I crouched and cruised around the building, moving quickly and quietly between them. I didn’t see anything or anyone. I contacted Kwon.

“These guys are ghosts. They are either not here, or they are very good.”

“I think they are good, sir,” Kwon answered. “I just found something. Come to me.”

I trotted across and open area and thought I heard a clicking sound. Or had I imagined it? When I reached Kwon, he pointed back to where I’d been.

“They just took a shot at you. I saw the spark behind you.”

I looked back, and hugged the building more closely. “What did you want to show me?”

I pulled the nearest marine closer. The man was limp in his suit. I looked and saw most of his head was missing.

“Sniper,” said Kwon unnecessarily.

I made a low, grunting sound. I was angry, and I had an idea. I keyed my com-link. “Garrison troops, everyone who’s in my base, I’m disconnecting and using voice alone. Listen up.”

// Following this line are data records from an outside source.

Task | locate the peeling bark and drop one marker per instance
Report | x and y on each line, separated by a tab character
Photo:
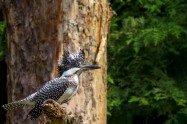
38	32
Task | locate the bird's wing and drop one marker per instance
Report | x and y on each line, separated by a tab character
70	60
53	89
17	104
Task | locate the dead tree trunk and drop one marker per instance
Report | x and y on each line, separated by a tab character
38	31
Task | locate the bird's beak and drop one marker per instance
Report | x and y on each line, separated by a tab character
89	67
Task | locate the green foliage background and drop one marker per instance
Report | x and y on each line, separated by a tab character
147	62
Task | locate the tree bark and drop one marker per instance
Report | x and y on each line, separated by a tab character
37	33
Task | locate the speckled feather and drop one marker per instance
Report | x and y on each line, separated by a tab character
53	89
70	60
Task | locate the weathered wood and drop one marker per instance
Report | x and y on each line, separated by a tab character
38	32
57	114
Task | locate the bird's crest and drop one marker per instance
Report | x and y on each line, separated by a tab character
70	60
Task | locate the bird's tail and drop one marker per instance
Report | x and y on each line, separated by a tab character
20	103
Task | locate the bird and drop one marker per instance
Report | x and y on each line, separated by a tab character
60	89
70	60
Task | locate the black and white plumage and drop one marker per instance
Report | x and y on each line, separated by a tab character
59	89
71	60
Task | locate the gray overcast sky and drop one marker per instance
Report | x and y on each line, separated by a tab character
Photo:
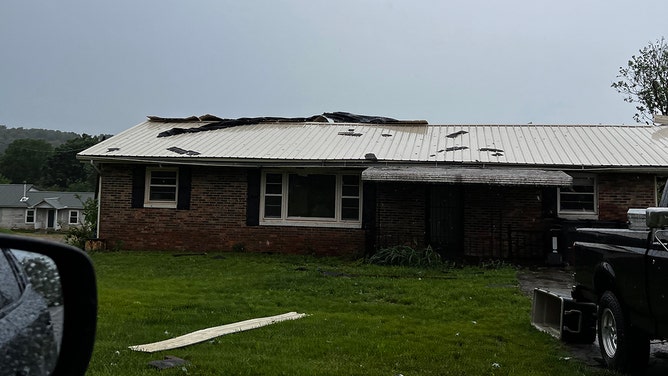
101	67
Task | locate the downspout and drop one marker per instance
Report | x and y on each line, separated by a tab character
99	201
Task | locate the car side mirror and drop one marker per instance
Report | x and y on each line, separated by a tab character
48	307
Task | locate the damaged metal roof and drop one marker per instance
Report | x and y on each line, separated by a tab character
366	140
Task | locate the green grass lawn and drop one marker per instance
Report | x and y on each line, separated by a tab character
362	319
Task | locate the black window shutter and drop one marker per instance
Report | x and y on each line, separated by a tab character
138	186
253	197
550	197
185	186
369	217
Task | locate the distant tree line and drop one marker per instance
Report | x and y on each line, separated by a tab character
47	159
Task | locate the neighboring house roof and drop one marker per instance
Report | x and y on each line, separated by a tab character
390	143
11	197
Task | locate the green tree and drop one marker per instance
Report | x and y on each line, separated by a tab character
644	80
63	170
77	235
24	160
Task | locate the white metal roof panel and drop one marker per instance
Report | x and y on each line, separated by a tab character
470	175
534	145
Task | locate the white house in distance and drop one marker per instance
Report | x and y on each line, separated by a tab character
25	207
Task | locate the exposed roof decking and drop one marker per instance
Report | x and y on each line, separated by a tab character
528	145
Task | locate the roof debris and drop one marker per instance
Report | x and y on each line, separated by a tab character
455	148
492	150
178	150
214	123
456	134
350	132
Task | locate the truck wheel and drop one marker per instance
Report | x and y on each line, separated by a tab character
622	348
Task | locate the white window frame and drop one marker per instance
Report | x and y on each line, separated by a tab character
580	214
148	203
285	220
34	215
76	216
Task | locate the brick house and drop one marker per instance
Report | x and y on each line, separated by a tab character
347	185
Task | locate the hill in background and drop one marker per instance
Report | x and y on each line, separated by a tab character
55	138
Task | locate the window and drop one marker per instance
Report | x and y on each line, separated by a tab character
30	215
74	217
579	200
309	199
161	188
660	184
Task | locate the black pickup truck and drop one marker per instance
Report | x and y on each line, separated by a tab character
625	272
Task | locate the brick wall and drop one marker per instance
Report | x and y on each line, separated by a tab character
499	222
400	214
216	220
619	192
504	222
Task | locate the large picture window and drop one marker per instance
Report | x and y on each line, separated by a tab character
298	198
73	217
161	188
580	199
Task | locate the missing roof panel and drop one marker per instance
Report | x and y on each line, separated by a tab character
456	134
178	150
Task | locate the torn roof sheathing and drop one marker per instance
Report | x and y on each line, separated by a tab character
559	146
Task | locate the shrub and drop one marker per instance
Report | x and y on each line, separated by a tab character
78	235
405	256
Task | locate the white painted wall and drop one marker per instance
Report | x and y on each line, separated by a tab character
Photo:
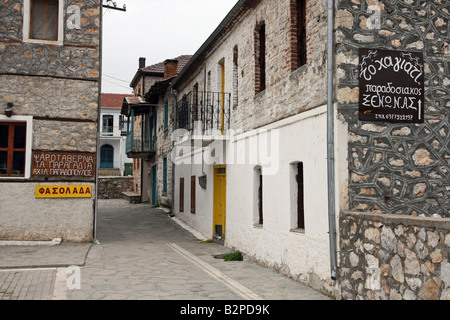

I turned off the transmitter on my com-link. I lifted the bottom of my suit’s hood to reveal my mouth. “I want everyone to aim at the tree line. Pick out a nice tall tree. When you see my beamer light up, open fire. Take out a tree or two each. Fire in every direction.”

No one asked any questions, but I could feel their eyes on me. Had the Colonel gone nuts again? What does he have against trees? I didn’t feel like explaining. If I was right, things would be clear enough.

I took aim and burned the top off a Caribbean pine. My auto-shades darkened in response, then darkened further as a dozen more beams leapt out into the quiet night with fantastic brilliance. There was a brief explosion of awakened birds, squawking and flapping. Flames loomed up from several of the trees, and burning debris dropped down to the forest floor.

After a few seconds, we stopped firing and everyone watched the fires and listened. Someone, out to the north, began wailing. The sound stopped quickly, but I was sure I’d heard it. I nodded my head.

“What the hell was that about, sir?” whispered Kwon in my headset.

“Come over here,” I ordered.

Kwon came at a run and crouched against the wall of Shed Fourteen. I talked to him in the dark, while we both watched the burning trees gutter and go out.

“I think they can hear us,” I told him. “We’re using their communications equipment. They aren’t jamming our suit radios, so they must be listening in.”

“Okay, we go voice from now on?”

“Except for brief messages to another team, like your squad out there.”

“Why the firing, sir?”

I tapped the portholes that covered my eyes. “I was hoping they didn’t have these. I figured they might be using night vision gear, and our beams hitting them without warning would blind them.”

“Ah…. Who, sir?”

I glanced down at Kwon. He wasn’t winning any mensa contests tonight. “Night snipers, Sergeant.”

“Oh, you mean that guy who screamed?”

“Exactly.”

“What do we do now, sir?”

I thought about it. I looked at the turret behind me. It had to work. It was our only chance, really. If we couldn’t get some superior tech on our side, we were outnumbered a million to one by the armies of Earth, nanites or no.

“This gun isn’t going to build itself. Get up here, Sergeant. I need your strong back again. The rest of you, I want one fireteam intermittently firing into the forest to keep them honest. The rest of you climb up here. We’re going to put this thing on its mount while we still have time.”